Tabagismo no século XXI: problemas e consequências

Enviada em 01/11/2018

Na série adolescente norte-americana, “Freaks and Geeks”, da década de 80, via-se muitos jovens com cigarros na mão, visto que havia na cultura pop uma veemente influência para esse vicio, vinda de personalidades consideradas ora sofisticadas ora rebeldes e legais. Fora da ficção, tal comportamento é  bastante reprovado pelos profissionais da saúde e não representa mais algo “descolado”, mas um perigo a saúde humana. Nesse sentido, não obstante, observa-se frequente aumento do tabagismo no país, sobretudo, na parcela jovem, o qual mostra-se como uma grave problemática que suscita análise e ações interventivas.

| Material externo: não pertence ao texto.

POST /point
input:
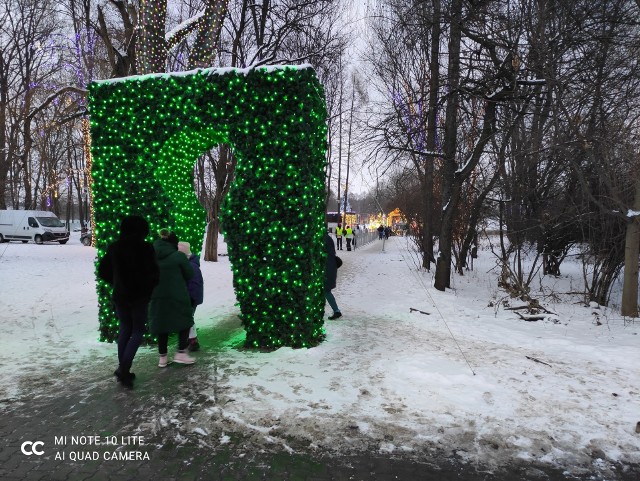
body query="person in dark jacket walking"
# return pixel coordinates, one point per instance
(130, 267)
(195, 286)
(330, 276)
(170, 308)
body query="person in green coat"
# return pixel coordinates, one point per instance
(170, 307)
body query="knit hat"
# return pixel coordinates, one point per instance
(185, 247)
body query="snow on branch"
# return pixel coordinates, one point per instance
(174, 36)
(53, 96)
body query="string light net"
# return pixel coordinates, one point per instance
(147, 133)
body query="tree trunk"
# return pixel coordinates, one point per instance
(434, 86)
(151, 54)
(629, 305)
(443, 263)
(205, 46)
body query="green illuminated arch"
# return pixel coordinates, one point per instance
(147, 133)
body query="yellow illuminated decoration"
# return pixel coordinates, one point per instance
(147, 133)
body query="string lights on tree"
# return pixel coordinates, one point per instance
(148, 132)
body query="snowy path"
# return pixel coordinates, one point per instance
(386, 380)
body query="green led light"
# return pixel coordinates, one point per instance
(148, 133)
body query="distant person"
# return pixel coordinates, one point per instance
(170, 309)
(130, 267)
(349, 236)
(339, 234)
(330, 276)
(195, 286)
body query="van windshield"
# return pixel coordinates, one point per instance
(50, 222)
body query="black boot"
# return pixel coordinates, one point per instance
(125, 377)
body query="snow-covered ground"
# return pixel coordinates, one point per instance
(469, 377)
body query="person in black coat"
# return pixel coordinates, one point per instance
(330, 276)
(130, 267)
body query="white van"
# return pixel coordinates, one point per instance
(36, 225)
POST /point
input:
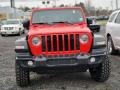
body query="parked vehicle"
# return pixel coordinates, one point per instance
(94, 26)
(59, 41)
(12, 26)
(113, 32)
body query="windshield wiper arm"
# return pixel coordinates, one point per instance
(63, 22)
(42, 23)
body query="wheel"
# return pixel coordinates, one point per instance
(20, 33)
(98, 30)
(102, 72)
(110, 46)
(22, 76)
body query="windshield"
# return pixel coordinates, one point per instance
(51, 16)
(12, 22)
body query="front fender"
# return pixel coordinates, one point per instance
(99, 42)
(21, 45)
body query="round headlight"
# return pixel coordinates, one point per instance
(36, 41)
(84, 39)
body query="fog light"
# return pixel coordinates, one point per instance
(92, 60)
(30, 63)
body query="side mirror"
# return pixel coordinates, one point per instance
(93, 27)
(26, 24)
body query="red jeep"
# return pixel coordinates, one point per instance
(60, 41)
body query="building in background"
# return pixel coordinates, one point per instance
(8, 13)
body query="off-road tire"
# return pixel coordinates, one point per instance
(22, 76)
(2, 35)
(102, 72)
(113, 51)
(20, 33)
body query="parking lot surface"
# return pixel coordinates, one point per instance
(74, 81)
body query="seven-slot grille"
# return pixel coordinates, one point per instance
(64, 42)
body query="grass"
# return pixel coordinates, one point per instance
(102, 22)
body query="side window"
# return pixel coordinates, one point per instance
(112, 17)
(118, 19)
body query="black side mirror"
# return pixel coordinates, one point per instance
(93, 27)
(26, 24)
(89, 21)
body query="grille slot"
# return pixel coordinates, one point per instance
(64, 42)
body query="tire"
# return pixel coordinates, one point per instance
(110, 46)
(102, 72)
(98, 30)
(22, 76)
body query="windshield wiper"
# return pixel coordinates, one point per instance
(63, 22)
(42, 23)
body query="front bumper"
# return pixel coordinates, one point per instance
(10, 32)
(76, 62)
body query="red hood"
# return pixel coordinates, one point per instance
(55, 29)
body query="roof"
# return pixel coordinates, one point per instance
(57, 8)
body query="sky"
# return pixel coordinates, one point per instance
(106, 4)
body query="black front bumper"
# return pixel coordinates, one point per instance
(76, 62)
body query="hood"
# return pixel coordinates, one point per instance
(11, 25)
(58, 29)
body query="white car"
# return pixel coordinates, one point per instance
(113, 32)
(12, 26)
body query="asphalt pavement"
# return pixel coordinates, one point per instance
(69, 81)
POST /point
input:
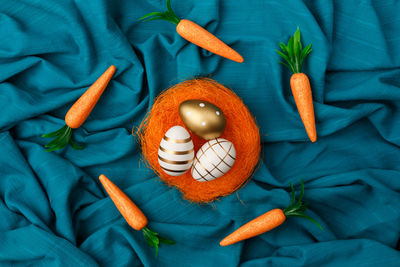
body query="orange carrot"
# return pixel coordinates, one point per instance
(258, 226)
(269, 220)
(79, 112)
(132, 214)
(195, 34)
(294, 56)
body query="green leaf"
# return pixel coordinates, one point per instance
(297, 42)
(151, 14)
(166, 241)
(155, 18)
(290, 47)
(55, 133)
(286, 65)
(285, 57)
(305, 52)
(61, 140)
(169, 7)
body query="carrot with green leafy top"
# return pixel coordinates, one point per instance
(294, 55)
(132, 214)
(78, 113)
(195, 34)
(270, 220)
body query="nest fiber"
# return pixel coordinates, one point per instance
(241, 130)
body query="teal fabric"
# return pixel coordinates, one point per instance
(54, 212)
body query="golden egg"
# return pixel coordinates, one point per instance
(202, 118)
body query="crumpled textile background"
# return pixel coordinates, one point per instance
(53, 210)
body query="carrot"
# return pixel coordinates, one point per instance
(195, 34)
(294, 56)
(78, 113)
(132, 214)
(270, 220)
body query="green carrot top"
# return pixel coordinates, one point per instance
(298, 208)
(293, 53)
(168, 15)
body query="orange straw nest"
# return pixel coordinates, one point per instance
(241, 130)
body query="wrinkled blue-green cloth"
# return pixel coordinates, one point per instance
(54, 212)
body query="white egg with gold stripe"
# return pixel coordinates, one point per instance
(214, 159)
(176, 151)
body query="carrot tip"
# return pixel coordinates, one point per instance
(240, 60)
(102, 178)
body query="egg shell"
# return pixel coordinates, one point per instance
(214, 159)
(202, 118)
(176, 151)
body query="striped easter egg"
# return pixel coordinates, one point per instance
(176, 151)
(214, 159)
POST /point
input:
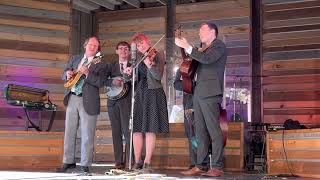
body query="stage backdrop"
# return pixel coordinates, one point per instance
(34, 47)
(291, 61)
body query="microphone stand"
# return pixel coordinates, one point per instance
(132, 108)
(134, 71)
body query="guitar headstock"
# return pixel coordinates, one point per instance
(97, 59)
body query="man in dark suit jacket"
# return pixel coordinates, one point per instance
(119, 110)
(82, 103)
(208, 95)
(188, 118)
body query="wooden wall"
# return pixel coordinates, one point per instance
(34, 47)
(291, 60)
(113, 27)
(233, 20)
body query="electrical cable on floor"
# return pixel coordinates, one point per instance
(285, 154)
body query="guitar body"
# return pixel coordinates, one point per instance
(73, 80)
(188, 69)
(224, 125)
(77, 75)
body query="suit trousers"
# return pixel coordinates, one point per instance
(75, 115)
(119, 114)
(208, 130)
(189, 118)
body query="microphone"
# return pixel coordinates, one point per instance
(133, 53)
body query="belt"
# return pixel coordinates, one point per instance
(79, 95)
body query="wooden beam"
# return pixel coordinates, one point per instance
(134, 3)
(86, 4)
(80, 8)
(115, 2)
(104, 4)
(162, 2)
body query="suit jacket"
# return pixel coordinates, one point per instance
(92, 83)
(187, 98)
(114, 71)
(210, 72)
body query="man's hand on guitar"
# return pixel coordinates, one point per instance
(117, 82)
(69, 74)
(148, 62)
(127, 70)
(182, 42)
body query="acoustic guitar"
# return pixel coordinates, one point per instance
(77, 75)
(188, 68)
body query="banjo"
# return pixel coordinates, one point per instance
(117, 92)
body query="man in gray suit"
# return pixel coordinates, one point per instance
(82, 103)
(208, 93)
(119, 110)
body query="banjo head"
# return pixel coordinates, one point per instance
(117, 92)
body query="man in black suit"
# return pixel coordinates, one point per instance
(188, 118)
(119, 110)
(82, 103)
(208, 95)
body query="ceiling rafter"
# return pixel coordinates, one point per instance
(104, 4)
(134, 3)
(162, 2)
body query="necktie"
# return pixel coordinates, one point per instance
(121, 67)
(79, 84)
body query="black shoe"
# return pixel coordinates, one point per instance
(65, 167)
(137, 166)
(119, 166)
(84, 169)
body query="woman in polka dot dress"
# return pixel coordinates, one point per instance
(150, 109)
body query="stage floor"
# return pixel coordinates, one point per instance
(99, 172)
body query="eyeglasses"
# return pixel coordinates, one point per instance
(123, 48)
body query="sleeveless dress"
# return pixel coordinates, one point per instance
(150, 108)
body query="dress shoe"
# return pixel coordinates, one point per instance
(213, 173)
(84, 169)
(137, 166)
(65, 167)
(193, 171)
(146, 169)
(119, 166)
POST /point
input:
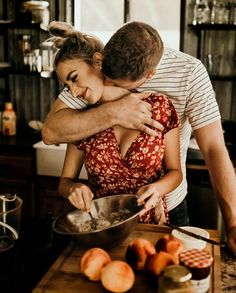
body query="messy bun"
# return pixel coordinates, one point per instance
(72, 44)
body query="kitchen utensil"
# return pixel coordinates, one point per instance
(93, 222)
(115, 216)
(194, 235)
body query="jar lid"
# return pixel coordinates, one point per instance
(196, 258)
(35, 4)
(177, 273)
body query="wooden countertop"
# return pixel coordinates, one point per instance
(64, 276)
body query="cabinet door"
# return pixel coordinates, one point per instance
(16, 176)
(24, 189)
(48, 200)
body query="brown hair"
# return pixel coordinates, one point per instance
(132, 52)
(72, 44)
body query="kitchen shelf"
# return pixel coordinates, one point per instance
(7, 72)
(216, 27)
(5, 25)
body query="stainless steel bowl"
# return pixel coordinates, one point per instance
(115, 216)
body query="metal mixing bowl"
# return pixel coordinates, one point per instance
(115, 217)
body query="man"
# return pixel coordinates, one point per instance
(181, 77)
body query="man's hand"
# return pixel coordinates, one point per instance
(149, 196)
(81, 196)
(134, 113)
(231, 239)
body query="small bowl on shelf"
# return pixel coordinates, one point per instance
(190, 242)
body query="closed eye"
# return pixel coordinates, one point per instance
(73, 78)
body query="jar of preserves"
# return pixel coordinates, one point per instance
(8, 120)
(199, 263)
(175, 279)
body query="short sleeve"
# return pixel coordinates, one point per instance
(201, 106)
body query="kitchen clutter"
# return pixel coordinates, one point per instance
(35, 12)
(214, 12)
(37, 59)
(8, 122)
(164, 263)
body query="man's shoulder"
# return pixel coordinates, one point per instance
(170, 55)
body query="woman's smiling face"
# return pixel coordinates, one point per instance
(83, 80)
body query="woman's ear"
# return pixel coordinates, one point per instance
(97, 59)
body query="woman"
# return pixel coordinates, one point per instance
(118, 160)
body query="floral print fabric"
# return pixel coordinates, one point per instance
(110, 173)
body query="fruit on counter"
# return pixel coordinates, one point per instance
(157, 263)
(92, 262)
(168, 243)
(138, 251)
(117, 276)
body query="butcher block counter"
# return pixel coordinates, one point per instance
(64, 276)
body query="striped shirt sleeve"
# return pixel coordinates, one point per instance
(72, 102)
(201, 107)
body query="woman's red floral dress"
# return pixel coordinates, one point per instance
(109, 173)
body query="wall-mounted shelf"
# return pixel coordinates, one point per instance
(216, 27)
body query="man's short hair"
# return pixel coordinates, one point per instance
(132, 52)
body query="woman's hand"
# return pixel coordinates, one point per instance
(149, 196)
(81, 196)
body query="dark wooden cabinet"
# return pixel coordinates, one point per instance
(17, 176)
(48, 200)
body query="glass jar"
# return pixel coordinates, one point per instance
(38, 10)
(199, 263)
(175, 279)
(201, 12)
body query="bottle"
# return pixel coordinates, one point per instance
(8, 120)
(201, 12)
(199, 263)
(175, 279)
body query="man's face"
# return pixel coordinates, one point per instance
(124, 83)
(83, 80)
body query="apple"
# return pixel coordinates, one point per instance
(168, 243)
(92, 262)
(138, 251)
(157, 263)
(117, 276)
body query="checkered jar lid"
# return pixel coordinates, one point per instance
(196, 258)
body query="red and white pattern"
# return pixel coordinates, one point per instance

De acordo com o Ministério da Saúde(MS), cerca de 20 milhões de pessoas são fumantes regulares no Brasil e 50% da mortes são causados por doenças não transmissíveis(DNT). Tais fatos, além de assombrosos, são diretamente ligados, pois, devido a presença de substância tóxicas no cigarro, é comprovado cientificamente que o tabagismo é fator de risco para câncer, problemas cardiovasculares, como Acidente Vascular Cerebral (AVC), e intensifica diabetes, obesidade e outras DNT em fumantes regulares e passivos. Outrossim, o tabaco é capaz de degradar a habilidade cognitiva do cérebro, o que torna-se ainda pior quando o contato inicia cedo. Nesse contexto, o tabagismo acarreta sucessíveis questões na vida da população e no desenvolvimento do país, uma vez que inabilita indivíduos economicamente ativos, afetando profundamente a sociedade.

Entretanto, caminhamos a passos lentos para a resolução do problema. Frente as diversas novidades que prometem prazer e diversão, como cigarros com sabores de fruta e a moda do cigarro eletrônico, aliadas aos recorrentes problemas psicológicos, os adolescentes estão cada vez mais presos ao vicio. Ademais, afora a obrigatoriedade de imagens e textos descrevendo os resultados do tabagismo em embalagens de cigarro, não há nenhuma ação especifica do Estado de combate a esse vicio, o que evidencia a sua omissão como constante que corrobora a insistência do impasse.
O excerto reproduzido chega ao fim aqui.